Using the openrice.csv
as an example:
#read csv first, make sure the header is right, you can refer to previous content in this chapter.
df.iloc[5]
name Day and Nite by Master Kama
likes 462
location 旺角山東街50號1-2樓
price $101-200
country 日本菜
style 海鮮
review (595 食評)
bookmark 28151
discount_info 送 25里數 / 30積分
Name: 5, dtype: object
df.iloc[[5,10,15]]
df.iloc[10:20]
Descriptive or summary statistics in python – pandas, can be obtained by using describe function. describe()
function gives you a summary about the dataframe or certain series with the mean
, count
, std
and freq
values etc. Only the column with pure numbers can be described if you don't specify the column.
Example:
df.describe()
likes bookmark
count 244.000000 244.000000
mean 249.094262 12596.356557
std 112.075938 8567.647276
min 66.000000 1430.000000
25% 165.000000 6741.750000
50% 215.500000 10755.500000
75% 309.500000 15464.500000
max 692.000000 52023.000000
df['style'].describe()
count 244
unique 47
top 火鍋
freq 39
Name: style, dtype: object
After we can select one column or row, we can do further calculation or analysis. One common usage is to count different values in one column.
Example
df['country'].value_counts()
西式 47
日本菜 45
意大利菜 26
韓國菜 20
粵菜 (廣東) 18
港式 18
多國菜 17
泰國菜 10
台灣菜 10
西班牙菜 10
...
Name: country, dtype: int64
df['style'].value_counts()
火鍋 39
海鮮 28
甜品/糖水 24
壽司/刺身 14
日式放題 11
烤肉 10
自助餐 9
薄餅 9
咖啡店 8
All Day Breakfast 7
...
Name: style, dtype: int64
value_counts()
function gives you a hint for further filter and data processing. For example, after you know the 火锅
is the most popular food type. We can do a filter that select all the restaurants in 火锅
and cross analysis it with likes, prices etc., which we will cover later in this chapter.
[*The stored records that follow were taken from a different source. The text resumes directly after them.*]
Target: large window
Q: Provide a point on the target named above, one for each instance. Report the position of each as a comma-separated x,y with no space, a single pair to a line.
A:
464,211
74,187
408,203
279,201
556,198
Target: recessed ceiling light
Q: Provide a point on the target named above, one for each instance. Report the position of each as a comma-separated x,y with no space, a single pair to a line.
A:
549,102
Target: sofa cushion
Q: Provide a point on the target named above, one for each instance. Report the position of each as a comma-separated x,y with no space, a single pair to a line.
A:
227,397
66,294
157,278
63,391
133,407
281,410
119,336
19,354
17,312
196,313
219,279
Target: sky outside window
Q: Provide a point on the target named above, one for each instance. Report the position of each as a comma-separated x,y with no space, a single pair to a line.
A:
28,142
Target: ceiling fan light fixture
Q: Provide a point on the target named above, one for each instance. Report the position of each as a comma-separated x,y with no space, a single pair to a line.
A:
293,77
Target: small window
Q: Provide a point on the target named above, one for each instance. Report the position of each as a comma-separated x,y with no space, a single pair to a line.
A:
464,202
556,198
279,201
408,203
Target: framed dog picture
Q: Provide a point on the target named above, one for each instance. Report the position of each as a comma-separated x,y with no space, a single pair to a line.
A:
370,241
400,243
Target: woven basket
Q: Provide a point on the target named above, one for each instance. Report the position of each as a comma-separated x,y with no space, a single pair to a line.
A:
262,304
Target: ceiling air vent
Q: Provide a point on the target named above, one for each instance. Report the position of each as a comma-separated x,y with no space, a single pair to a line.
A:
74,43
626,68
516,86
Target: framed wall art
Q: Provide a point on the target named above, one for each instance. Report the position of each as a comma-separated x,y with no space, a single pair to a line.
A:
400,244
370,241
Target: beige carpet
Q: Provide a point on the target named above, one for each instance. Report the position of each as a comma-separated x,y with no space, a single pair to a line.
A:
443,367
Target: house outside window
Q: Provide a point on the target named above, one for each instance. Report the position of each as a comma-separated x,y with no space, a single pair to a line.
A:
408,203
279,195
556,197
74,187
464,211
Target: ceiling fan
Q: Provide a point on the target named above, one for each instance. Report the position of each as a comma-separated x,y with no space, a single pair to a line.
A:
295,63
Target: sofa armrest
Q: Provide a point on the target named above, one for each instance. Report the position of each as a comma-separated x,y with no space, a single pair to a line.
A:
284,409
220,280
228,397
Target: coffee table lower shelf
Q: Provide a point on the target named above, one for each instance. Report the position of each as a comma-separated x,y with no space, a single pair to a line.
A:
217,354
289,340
After we got the results from our analysis, the key point is to visualize them so that we can have a better understanding of the results and get insights from them. By using .hist()
function, We can plot a simple histogram to show the distribution and trend.
Example:
%matplotlib inline #this line is to solve the problem that histogram doesn't reveal.
df['likes'].hist()
and you can get a distribution like below:
You can change shape of the charts by changing the bins(basically, one bin means one column)
df['likes'].hist(bins=20)
Sort values in dataframe is similar to which in series. You can sort by different columns like the example:
df.sort_values(by='likes',ascending=False)
Note: In the sort_values
function, we can only use ascending
method, descending
will not work here,which is designed by pandas documentation. But we can use ascending=False
to meet descending
needs.
What's more, in the multiple columns dataset, one may need to filter or sort values by multiple columns, we can use following method to accomplish this:
#the first false corresponding to the first column
df.sort_values(['likes','bookmark'],ascending=[False,False])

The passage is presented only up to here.